George L. Fordyce of Youngstown, Ohio also sent Roosevelt something that could have been a list of birds based on the wording of a January 1906 letter: “I am really interested in that list you sent me. What an admirable thing it is that so many of our people are beginning to take the kind of interest in bird life, which is not only non-destructive, but opposed to destruction.”
Even when he wasn’t formally listing birds he had observed or heard, Roosevelt included lists of birds in letters to friends like Frank Chapman when he described a three-day trip to Pine Knot with John Burroughs in 1908 near the end of Roosevelt’s second term.
Roosevelt wrote, “I was much pleased to be able to show [Burroughs] all the birds I had said I would, including the Bewick’s wren, the blue grosbeak, the gnatcatcher, the summer redbird, etc.” What Roosevelt doesn’t mention is that he saw or heard over seventy-five species with Burroughs during that trip!

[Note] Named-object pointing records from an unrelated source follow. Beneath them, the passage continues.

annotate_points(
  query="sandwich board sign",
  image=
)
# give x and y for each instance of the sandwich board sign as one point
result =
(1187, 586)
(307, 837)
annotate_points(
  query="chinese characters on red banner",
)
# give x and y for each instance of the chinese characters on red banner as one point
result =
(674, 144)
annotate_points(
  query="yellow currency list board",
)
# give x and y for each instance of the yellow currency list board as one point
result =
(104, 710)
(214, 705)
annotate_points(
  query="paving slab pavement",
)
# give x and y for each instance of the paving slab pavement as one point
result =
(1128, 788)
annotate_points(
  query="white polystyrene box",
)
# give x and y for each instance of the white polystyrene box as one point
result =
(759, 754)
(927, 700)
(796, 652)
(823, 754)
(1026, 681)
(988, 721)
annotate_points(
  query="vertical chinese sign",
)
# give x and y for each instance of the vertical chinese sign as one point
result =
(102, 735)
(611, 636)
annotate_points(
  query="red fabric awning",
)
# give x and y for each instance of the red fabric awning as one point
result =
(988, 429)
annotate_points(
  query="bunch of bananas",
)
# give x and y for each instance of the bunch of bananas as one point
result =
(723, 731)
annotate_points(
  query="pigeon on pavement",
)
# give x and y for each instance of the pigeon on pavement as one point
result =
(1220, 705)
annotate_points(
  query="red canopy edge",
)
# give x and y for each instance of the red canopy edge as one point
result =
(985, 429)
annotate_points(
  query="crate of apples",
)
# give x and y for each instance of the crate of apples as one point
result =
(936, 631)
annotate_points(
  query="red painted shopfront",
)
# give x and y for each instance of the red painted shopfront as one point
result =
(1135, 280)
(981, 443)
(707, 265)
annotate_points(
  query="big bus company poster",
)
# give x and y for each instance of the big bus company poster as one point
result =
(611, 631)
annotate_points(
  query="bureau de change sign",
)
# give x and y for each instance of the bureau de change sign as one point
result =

He was also watching—and listing birds—even while traveling as an earlier letter to Burroughs from 1903 confirms: “I heard western meadow larks beside the train up to the time we reached Iowa.”
We also know how long Roosevelt considered himself a birdwatcher—at least of the birds around Oyster Bay—according to a letter to naturalist Edward Howe Forbush in 1904 that he had been observing birds around Oyster Bay for over thirty-one years, meaning since 1873 or when he was fifteen years old.

Birdwatching was a hobby that Roosevelt would maintain his entire life. One of my favorite anecdotes is that he cared so much for his birds that he went outside to place suet for the birds to eat when it was around zero degrees outside.
He even made sure one piece of suet was close to his window so he could look up from his desk to watch the birds eating. He would also occasionally interrupt his work to walk “tiptoe to the window” to see if the birds were eating the suet.
Roosevelt also passed along his love for birds to his children, although some took more to the hobby of birdwatching than others. For example, as he wrote in handwritten postscript in a June 1908 letter to his son Kermit, “You don’t care much for birds; but a yellow throated vireo is nesting, & singing finely, in the grounds; and I wish you could see our cardinal bird, which is also nesting, singing among the white blossoms of the catalpa [also called catawba]; he glows like a live coal.”
His younger daughter Ethel, however, had a much greater interest in birds, a passion she maintained her entire life much like her father. As she wrote in a letter to her daughter Edith Derby Williams on January 26, 1947, “We brought up one of the little bird feeders, and have put out [some] suet. First the blue jays came, then one chickadee, then two, then a nuthatch, then two nuthatches, and then a dee little red breasted nut hatch, which we have not seen before. We have great pleasure in watching them.”
As we bring this reflection on Roosevelt, the birder, to a close, we’ll conclude with a sentence from one of his favorite chapters in his Autobiography, Chapter IX: Outdoors and Indoors: “At Sagamore Hill we love a great many things—birds and trees and books, and all things beautiful, and horses and rifles and children and hard work and the joy of life.”